Back when he introduced it, Wyden's plan was a good outline for bipartison, effective health care reform that promoted universal coverage.  Since that time however, it has become obvious that the goal of the Republican Party on many issues is to block the Democratic majority from any accomplishments, this was apparent from the stimulus debate and from Republican repositioning on the once bipartison Employee Free Choice Act, as well as to block any health care reform.  This is part of why the debate has had nothing to do with the actual proposals, with half the debate being about Canada and Britain (solutions that are not being proposed by anyone with power) and the other half being about blatant lies and distortions.  While Wyden's proposal could pick up Republican support in 2007 I seriously doubt that it could today.  Nonetheless I'm not opposed to having a vote on Wyden's plan, but his waffling on a public option is just plain bizzarre, as Jacob Hacker (linked in previous paragraph) argues compellingly, Wyden's plan too would benefit from a public option.  Its time for Wyden to stop playing whatever game he's playing here and get on board with the public option, its hard enough to pass health care reform over the objections of conservative Republicans, they don't need help from progressive Democrats.

Cwech Blug is Back!

From June 2005 up to January 2007 I tried to regularly post here, and while there were lull months when something got in my way I was able over that period on most months to post 20 or so times.  After the 2006 election I faded, with class it became difficult to keep posting consistently, and my brain was too fried to come up with interesting things to post.  Even after graduating and getting through the 2008 election cycle I couldn't bring myself to bring the Cwech Blug back online.

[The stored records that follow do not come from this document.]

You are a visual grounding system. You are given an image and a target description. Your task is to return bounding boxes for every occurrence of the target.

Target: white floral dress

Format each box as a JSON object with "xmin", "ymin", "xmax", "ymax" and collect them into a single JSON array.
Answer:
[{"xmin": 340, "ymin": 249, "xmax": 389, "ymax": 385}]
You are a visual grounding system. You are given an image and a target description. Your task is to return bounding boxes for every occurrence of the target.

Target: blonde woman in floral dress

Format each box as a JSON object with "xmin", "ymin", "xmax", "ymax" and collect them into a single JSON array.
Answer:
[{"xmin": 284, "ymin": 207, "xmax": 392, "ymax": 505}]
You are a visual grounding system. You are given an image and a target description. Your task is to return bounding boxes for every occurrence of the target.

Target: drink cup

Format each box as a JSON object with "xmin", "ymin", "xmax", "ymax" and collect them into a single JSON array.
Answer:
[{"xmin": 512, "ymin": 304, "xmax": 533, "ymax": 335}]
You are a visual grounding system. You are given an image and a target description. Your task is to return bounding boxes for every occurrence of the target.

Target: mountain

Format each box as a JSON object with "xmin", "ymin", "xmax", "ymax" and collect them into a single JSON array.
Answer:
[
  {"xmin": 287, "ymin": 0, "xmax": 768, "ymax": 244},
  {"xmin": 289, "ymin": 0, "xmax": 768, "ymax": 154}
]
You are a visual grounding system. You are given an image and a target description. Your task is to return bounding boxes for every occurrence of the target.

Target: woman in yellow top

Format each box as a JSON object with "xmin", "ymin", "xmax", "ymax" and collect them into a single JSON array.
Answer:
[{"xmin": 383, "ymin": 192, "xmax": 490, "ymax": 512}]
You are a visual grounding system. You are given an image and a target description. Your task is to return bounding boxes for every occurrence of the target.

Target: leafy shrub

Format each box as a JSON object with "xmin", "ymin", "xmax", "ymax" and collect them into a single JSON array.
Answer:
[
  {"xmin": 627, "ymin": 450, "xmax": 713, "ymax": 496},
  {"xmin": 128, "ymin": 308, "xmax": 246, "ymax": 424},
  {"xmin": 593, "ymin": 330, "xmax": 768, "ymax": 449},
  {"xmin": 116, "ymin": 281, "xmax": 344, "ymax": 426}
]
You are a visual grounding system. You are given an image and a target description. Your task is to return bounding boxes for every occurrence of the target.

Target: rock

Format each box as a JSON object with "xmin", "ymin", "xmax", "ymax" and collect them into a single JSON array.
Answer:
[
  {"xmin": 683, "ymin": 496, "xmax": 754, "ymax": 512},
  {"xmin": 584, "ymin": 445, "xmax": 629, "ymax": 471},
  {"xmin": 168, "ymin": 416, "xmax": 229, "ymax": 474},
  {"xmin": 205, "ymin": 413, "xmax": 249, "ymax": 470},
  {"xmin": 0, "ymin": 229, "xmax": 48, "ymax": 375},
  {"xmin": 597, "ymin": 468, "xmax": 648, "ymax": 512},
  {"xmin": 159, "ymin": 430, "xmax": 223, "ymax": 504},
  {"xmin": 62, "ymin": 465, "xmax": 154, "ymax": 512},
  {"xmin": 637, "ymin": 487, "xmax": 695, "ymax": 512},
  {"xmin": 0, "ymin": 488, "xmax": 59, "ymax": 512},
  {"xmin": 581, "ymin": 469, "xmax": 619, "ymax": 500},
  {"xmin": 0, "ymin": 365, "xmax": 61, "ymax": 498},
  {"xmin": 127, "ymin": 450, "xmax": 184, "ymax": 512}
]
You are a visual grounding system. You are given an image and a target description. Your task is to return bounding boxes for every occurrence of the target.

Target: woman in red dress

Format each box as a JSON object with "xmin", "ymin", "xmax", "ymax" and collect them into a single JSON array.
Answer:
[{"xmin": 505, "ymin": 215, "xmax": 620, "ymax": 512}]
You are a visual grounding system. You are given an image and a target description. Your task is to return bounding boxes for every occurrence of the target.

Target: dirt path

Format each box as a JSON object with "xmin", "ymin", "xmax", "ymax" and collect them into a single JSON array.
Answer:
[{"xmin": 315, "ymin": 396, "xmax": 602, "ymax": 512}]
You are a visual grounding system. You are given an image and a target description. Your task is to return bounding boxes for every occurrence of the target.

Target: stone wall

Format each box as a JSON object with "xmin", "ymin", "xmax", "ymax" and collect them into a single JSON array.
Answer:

What I realized during that time was that the Cwech Blug was an important outlet for me to continue to keep my writing sharp and to maintain an outlet for my thoughts. As the health care debate has heated up this August I finally concluded that in spite of being on the verge of starting graduate school (which will undoubtedly put more pressure on me from class than I had as an undergrad), I needed to bring this blog back.  This time I resolved to protect myself from creative lulls and class pressures by adding two good friends with good minds for politics to help me out, with three of us posting it should be a lot easier to consistently keep material coming and to avoid the pressure of having to constantly be posting something just for the sake of posting. This should keep the material here more interesting and fresh, while bringing some different perspectives to the table and allow for consistency of posts.

I hope that I can regain readers and find new ones from the last run at this blog, and keep interesting material coming.